The diference in Micro and Mikro is probably becouse of the European spelling mostly uses the K in stead of the C. Germans are fanatic aquarists so probably they introduced the Mikro.

So Colombian ram is used for wild strain domesticated fish? :? Confusing isn't it?

fajardoaquarista,....they are indeed beautiful fish but for some reason I like the wilds the best.


----------



## fajardoacuarista (Jan 16, 2008)

Dutch Dude said:


> The diference in Micro and Mikro is probably becouse of the European spelling mostly uses the K in stead of the C. Germans are fanatic aquarists so probably they introduced the Mikro.
> 
> So Colombian ram is used for wild strain domesticated fish? :? Confusing isn't it?
> 
> fajardoaquarista,....they are indeed beautiful fish but for some reason I like the wilds the best.


my rams are wild i buy the rams from a wild fish importer, no farm... i have blue rams too, very pretty.


----------



## Hubbynz (May 10, 2008)

Back to the topic I have a few questions

1) What plants would you expect to see in such a bio type?

2) Species of large tetras from their part of Bolivia?


----------



## Dutch Dude (Sep 14, 2006)

fajardoaquarista,.....I prefer the wild colors of most fish but unfortunately they become rare and domesticated hybridized fish seen to become more popular. I like the wild Rams and probably I will have some later on. I think it would be a nice challenge to breed some and keep the youngsters. They would have wild colors but probably be healthier as most wilds.

Hubbynz,....Bolivian biotope should have lots of plants. The rare reports on the locations were they are caught tell that they live in shallow slow moving parts with heavy vegetation. If this vegetation is reed, grass, echinodorus or real aquatic plants I can't confirm.
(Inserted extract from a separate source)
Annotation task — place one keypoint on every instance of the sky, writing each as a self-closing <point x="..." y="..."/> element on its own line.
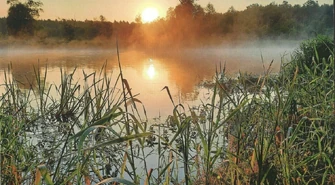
<point x="127" y="10"/>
I have seen pics of the Guapore with a band of vegetation along side. To me this looked like fields of echinodorus growing out of the water. So I expect at least grass, probably large echinodorus species and most likely also Echornia azurea. The E azurea occurs from Venezuela to Uruguay so quit a chance they also occur in Bolivia. But,....I can't confirm any of the plants! So if someone happens to have more info on that I realy like to know!!!

Of tetras I know that Thayeria boehlkei, Megalamphodus megalopterus and Carnegiella strigata occure in the Guapore or Mamore rivers. Of dwarf cichlids A. agassizi and Laetacara dorsigera share the same habitat. As for larger tetras I don't know but on this site you find the list of fish base. http://fish.mongabay.com/data/Bolivia.htm I hope you find some extra species. If you click on a fish specie you will get more info on size temps and so on but also abouth location.


----------



## DeadFishFloating (Oct 9, 2007)

Hey *Hubbynz*,

Mongabay is good, but FishBase is better. Sorry Ruurd :wink: .

List of Freshwater Fishes for Bolivia.


----------



## Dutch Dude (Sep 14, 2006)

Eeehhh,...Peter,....isn't that the same list?


----------



## DeadFishFloating (Oct 9, 2007)

Dutch Dude said:


> Eeehhh,...Peter,....isn't that the same list?


 

Probably as Mongabay take it from FishBase... :roll:

:lol:


----------



## Dutch Dude (Sep 14, 2006)

> Probably as Mongabay take it from FishBase...


 :lol: Yes they do! But the website of mongabay works much faster compared to fishbase so I prefer mongabay. To those who would like to find the location of a certain fish specie the next link. http://www.practicalfishkeeping.co.uk/p ... mapper.php This is also based on info from fishbase. Not all fish are in the database but a lot of common fish are.


----------